Australia must prepare for a “dystopian future” in which increasingly digitally connected cities may be “held hostage through interference in everything from traffic lights to surgery schedules”, a senior minister has warned.
Clare O’Neil said the Medibank, Optus and Latitude data breaches were only the “tip of the iceberg” in the cyber threats Australia faced in the years ahead.
The minister for home affairs and cybersecurity announced the launch of a new series of exercises to respond to attacks on critical infrastructure.
O’Neil told the Sydney Dialogue conference on Tuesday that Australia faced “a scale and intensity in the threat landscape that far outstrips the recent cases we have seen”.
She described state-sponsored attackers as “the apex predators” and said Australia and other like-minded countries would “call out and attribute these threats where it is in our national interest to do so”.
“But today I want to make the case that the global gang of bad cyber actors and those operating in the grey zone between nation state intent and financially motivated criminal conduct are also just as important when considering cybersecurity as national security.”
O’Neil said financially motivated cyber actors and extortionists were “public enemy number one”.
“These groups subvert legitimate business models for financial gain, creating online portals for ‘hacking as a service’ where anyone can purchase the tools and support necessary to conduct a cyber incident or data, especially in the form of a ransomware attack,” she said.

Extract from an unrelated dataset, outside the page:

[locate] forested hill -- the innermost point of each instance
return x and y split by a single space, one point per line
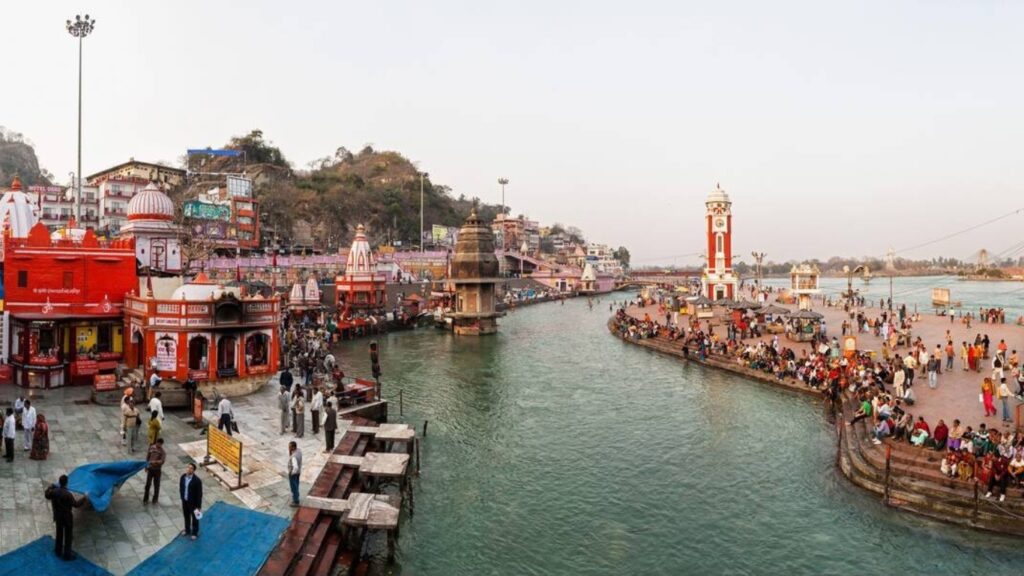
17 157
379 189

O’Neil, who is overseeing the creation of a new 2030 cyber strategy, said she believed the conversation about cyber threats was “too much in the here and now”.
She said technology was reshaping cybercrime. While a majority of data breaches today could be traced to human error, she expected to see “more attacks that are purely technological, and that makes them harder to defend against”.
More and more aspects of life were moving online. “The Internet of Things will see billions more devices connected to the internet – from our baby monitors to our toasters – and we’ll have more digitised cities,” O’Neil said.
She said she did not want to be alarmist, because “ultimately technological shifts are at their core neutral – it is all about how you harness them”.
“Let me be clear, I’m not saying the following dystopian future will happen, but if there is one thing I’ve learned in the cybersecurity portfolio is that you need to plan for the most consequential scenario and work to stop it,” O’Neil said.
She asked her audience to “consider a world” where artificial intelligence-driven movements outpaced cyber defences and quantum computing allowed an attacker to compromise previously secure highly sensitive data.
“Instead of data breaches, we could have data integrity attacks – where small errors are induced in compromised sets with outsize implications, such as financial records,” O’Neil said. “And our interconnected cities are held hostage through interference in everything from traffic lights to surgery schedules.”
O’Neil announced that the federal government would launch a series of national cyber exercises focusing on critical infrastructure.
These aimed to “build muscle memory in how to deal with a cyber-attack – and importantly cover the types of incidents we have not yet experienced on a national scale – such as a lock-up of critical infrastructure or integrity attacks on critical data”.
O’Neil praised Australians for being steadfast “despite their data, in some cases their most sensitive information, being needlessly compromised”.
“First of all, ordinary Australians and the media didn’t even think of playing the voyeur in seeing what data they could access on the dark web,” she said. “In the national mind, diving into stolen data, people’s personal data, was a red line that very few actors had crossed.”
O’Neil was speaking at an event organised by the Australian Strategic Policy Institute. The deputy prime minister, Richard Marles, told the same event earlier on Tuesday that Australia must be at the forefront of technological innovation.
While there had been intense focus on the nuclear-powered submarine element of the Aukus agreement with the US and the UK, Marles said the three countries were also collaborating in areas such as hypersonics and artificial intelligence. He said this work on emerging tech would be “fundamentally important for our nation as well”.
• This article was amended on 4 April 2023 to change incorrect references to Medicare that should have said Medibank.